Le bon bol d’air d’Isabelle et Fabrice

Rien ne prédestinait Isabelle et Fabrice à rejoindre le challenge des Picardes. Hormis une rencontre et un nouveau défi commun.

Laurent BECQUART
Le bon bol d’air d’Isabelle et Fabrice
picarde ©ÉdA

Dire que le sport est omniprésent chez Isabelle et Fabrice serait trahir la vérité.

Tout au plus, Fabrice Lekeuche a tapé du pied dans le ballon au FC Roucourt local, à La Bayonne en France pour achever sa carrière en corpo en 1990. Un loisir bien plus qu’une passion qu’il a néanmoins transmise à son fils Gil, aujourd’hui gardien de but en U21 à Péruwelz.

Quant à Isabelle Guarin, entièrement dévouée à sa vie d’épouse active et de mère de famille, il ne fallait pas lui parler de sport.

Présent dans le monde de l’automobile depuis plusieurs décennies, Fabrice s’investissait surtout dans les concentrations de vieilles voitures dont il possède deux modèles Citroën de 1974 et 1983.

Plus de vingt ans plus tard, c'est une connaissance de travail qui allait révolutionner les week-ends du couple. «Cet ami s'adonnait au VTT à Pipaix.

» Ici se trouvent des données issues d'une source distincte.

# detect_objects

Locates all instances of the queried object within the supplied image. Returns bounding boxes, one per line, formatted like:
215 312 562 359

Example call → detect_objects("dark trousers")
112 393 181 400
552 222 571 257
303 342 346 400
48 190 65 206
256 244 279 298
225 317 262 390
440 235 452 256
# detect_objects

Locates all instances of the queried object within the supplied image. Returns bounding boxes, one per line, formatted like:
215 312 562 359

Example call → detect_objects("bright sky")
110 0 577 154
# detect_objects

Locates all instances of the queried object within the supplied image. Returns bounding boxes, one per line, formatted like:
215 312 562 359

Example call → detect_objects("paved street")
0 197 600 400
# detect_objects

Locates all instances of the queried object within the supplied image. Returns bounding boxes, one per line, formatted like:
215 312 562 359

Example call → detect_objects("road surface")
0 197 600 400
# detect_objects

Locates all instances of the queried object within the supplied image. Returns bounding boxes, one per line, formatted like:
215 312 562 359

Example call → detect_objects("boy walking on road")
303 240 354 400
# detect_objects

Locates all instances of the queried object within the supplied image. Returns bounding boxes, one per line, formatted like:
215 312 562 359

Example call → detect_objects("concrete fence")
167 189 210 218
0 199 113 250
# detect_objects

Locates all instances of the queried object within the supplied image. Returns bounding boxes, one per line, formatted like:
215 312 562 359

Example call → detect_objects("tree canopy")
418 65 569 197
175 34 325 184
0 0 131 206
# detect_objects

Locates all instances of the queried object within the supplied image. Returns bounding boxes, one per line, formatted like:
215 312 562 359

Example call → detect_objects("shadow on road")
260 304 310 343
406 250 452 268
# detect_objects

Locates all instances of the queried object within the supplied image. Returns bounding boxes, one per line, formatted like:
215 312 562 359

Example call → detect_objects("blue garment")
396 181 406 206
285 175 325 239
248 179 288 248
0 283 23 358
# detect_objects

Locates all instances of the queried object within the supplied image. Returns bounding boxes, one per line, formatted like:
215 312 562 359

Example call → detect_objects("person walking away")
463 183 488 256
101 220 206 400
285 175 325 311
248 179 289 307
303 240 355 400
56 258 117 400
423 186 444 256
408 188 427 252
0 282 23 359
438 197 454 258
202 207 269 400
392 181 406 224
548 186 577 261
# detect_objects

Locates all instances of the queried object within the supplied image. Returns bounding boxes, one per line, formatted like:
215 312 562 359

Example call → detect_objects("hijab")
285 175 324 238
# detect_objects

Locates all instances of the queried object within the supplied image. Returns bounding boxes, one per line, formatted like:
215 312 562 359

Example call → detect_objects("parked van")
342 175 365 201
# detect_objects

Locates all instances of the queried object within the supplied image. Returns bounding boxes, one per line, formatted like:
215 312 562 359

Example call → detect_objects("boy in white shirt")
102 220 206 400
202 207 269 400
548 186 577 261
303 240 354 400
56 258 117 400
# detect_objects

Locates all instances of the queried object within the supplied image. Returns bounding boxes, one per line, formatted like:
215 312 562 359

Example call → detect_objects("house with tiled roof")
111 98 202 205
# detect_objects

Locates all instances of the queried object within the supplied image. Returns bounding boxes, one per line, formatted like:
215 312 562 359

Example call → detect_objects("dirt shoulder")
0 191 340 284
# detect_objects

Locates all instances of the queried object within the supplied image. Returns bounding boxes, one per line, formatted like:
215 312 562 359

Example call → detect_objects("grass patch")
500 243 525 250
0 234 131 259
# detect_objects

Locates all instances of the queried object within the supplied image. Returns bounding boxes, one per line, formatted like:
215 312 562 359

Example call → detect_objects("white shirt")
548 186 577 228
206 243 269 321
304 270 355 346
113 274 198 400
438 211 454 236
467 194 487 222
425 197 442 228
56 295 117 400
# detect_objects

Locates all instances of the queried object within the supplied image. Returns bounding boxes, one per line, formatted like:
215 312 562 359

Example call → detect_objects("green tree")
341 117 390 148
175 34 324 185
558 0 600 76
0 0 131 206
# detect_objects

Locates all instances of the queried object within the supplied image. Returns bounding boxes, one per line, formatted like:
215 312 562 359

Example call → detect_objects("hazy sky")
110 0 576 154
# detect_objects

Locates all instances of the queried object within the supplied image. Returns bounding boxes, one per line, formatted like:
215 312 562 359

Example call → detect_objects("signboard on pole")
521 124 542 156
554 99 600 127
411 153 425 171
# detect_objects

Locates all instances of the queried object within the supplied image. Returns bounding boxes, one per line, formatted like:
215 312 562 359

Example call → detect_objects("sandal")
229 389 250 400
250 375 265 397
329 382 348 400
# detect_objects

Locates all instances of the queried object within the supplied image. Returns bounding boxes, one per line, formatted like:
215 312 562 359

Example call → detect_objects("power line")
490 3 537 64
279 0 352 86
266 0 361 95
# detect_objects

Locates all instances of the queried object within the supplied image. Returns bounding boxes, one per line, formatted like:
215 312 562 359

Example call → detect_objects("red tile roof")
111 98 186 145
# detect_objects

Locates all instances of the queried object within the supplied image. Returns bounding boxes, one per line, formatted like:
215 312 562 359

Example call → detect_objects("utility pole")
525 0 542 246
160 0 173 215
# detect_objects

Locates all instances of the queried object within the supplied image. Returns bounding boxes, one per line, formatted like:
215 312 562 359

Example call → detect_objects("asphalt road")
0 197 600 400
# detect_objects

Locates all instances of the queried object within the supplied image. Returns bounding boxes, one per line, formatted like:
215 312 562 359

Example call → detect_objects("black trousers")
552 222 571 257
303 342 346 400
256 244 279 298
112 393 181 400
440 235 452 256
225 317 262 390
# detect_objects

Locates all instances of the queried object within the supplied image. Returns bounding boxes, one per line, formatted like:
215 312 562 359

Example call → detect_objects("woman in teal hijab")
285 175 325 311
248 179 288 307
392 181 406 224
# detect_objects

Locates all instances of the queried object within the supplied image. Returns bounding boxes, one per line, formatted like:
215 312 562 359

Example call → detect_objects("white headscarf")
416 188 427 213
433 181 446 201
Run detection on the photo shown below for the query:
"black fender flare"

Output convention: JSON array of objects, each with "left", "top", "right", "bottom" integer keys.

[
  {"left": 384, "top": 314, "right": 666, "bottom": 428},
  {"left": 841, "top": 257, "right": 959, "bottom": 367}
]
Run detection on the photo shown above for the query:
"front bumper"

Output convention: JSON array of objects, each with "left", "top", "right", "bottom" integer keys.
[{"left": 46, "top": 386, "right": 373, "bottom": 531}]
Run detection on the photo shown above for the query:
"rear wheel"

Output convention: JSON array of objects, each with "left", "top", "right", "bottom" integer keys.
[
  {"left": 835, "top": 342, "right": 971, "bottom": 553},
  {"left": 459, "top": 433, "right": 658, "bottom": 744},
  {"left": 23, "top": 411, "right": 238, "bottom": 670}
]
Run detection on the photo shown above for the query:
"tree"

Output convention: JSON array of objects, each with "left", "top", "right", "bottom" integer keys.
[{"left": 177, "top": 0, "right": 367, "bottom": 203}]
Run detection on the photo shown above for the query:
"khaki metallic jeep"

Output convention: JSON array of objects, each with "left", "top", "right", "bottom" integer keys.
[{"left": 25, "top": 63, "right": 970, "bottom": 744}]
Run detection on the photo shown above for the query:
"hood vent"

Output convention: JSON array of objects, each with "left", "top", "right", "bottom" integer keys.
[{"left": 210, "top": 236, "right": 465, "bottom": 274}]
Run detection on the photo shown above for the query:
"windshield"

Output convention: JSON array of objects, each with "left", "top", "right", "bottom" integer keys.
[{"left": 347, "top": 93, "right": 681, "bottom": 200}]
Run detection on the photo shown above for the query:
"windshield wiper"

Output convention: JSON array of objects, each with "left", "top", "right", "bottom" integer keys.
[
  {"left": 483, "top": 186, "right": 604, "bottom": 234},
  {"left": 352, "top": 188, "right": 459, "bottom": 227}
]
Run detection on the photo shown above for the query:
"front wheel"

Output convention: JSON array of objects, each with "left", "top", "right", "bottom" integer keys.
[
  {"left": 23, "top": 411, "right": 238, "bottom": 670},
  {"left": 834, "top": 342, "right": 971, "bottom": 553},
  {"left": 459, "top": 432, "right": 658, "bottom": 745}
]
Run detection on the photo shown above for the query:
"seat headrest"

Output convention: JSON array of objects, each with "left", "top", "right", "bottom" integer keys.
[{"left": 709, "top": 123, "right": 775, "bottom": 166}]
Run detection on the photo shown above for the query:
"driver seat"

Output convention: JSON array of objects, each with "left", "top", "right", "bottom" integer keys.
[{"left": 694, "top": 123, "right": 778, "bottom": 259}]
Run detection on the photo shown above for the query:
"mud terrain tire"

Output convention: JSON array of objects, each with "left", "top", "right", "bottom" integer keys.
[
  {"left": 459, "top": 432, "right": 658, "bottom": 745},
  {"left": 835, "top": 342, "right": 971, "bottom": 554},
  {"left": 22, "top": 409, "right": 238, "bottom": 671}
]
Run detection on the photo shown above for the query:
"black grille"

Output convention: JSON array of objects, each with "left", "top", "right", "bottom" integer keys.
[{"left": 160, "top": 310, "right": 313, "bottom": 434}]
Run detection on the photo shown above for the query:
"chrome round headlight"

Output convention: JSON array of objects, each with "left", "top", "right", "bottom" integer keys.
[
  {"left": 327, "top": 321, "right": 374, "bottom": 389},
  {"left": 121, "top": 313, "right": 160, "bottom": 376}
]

De fil en aiguille, je me suis dit que reprendre une activité physique ne serait pas du luxe. J'ai donc commencé à faire du vélo en jean sur un vélo de ville! J'ai débuté par des sorties de quinze kilomètres avant de me lancer sur un trente bornes lors d'une Bush Classic de laquelle je suis rentré crevé! Mais il n'en fallait pas plus pour me convaincre de nous inscrire au club pipaisien avec le même matériel, toujours sans équipement! Depuis, nous nous sommes acheté des vélos plus adaptés à la discipline.»

Très rapidement, le couple fit connaissance d'un des atouts du Challenge. «Une Picarde, c'est la possibilité de rencontrer des personnes de notre niveau. Le vélo est un sport individuel mais qui permet de faire des rencontres, de sympathiser pour créer des liens d'amitié qui peuvent dépasser le cadre du Challenge. C'est ce qui nous est arrivé avec Patrick Lysen et Gabriel Garson, deux pensionnaires de Vaulx avec qui nous roulons régulièrement. Nous pédalons à quatre et nous attendons sur les parcours, bannissant l'esprit de compétition. Nos sorties n'ont d'autre but que de prendre un bon bol d'air. On ne peut même pas parler de sport mais bien d'une activité de loisir dominicale. S'il fallait nous dépasser, ce serait simplement en augmentant le kilométrage de nos sorties, histoire de mesurer notre progression.»

Un objectif précis

Depuis trois ans, les Picardes rythment les dimanches de nos deux cyclos. «Nous nous sommes mis en tête de n'en louper aucune cette saison. Nous étions même présents à Hérinnes et à Vaulx alors que la météo nous invitait surtout à rester chez nous! Un défi à relever qui effacerait les cinq Picardes loupées l'année dernière suite à une mauvaise chute et une épaule endommagée lors d'une Picarde pluvieuse à Kain. Nous allons également participer à la sortie organisée vers la mer. Un beau challenge de plus de cent kilomètres… Pour le reste, nous n'affichons pas d'autres palmarès. Il existe bien le souvenir de randonnées autour du lac de Der en Champagne. Mais cela nous a donné l'idée de partir avec notre mobil-home et d'y accrocher nos derniers nouveaux vélos.»

Le virus a encore fait deux victimes!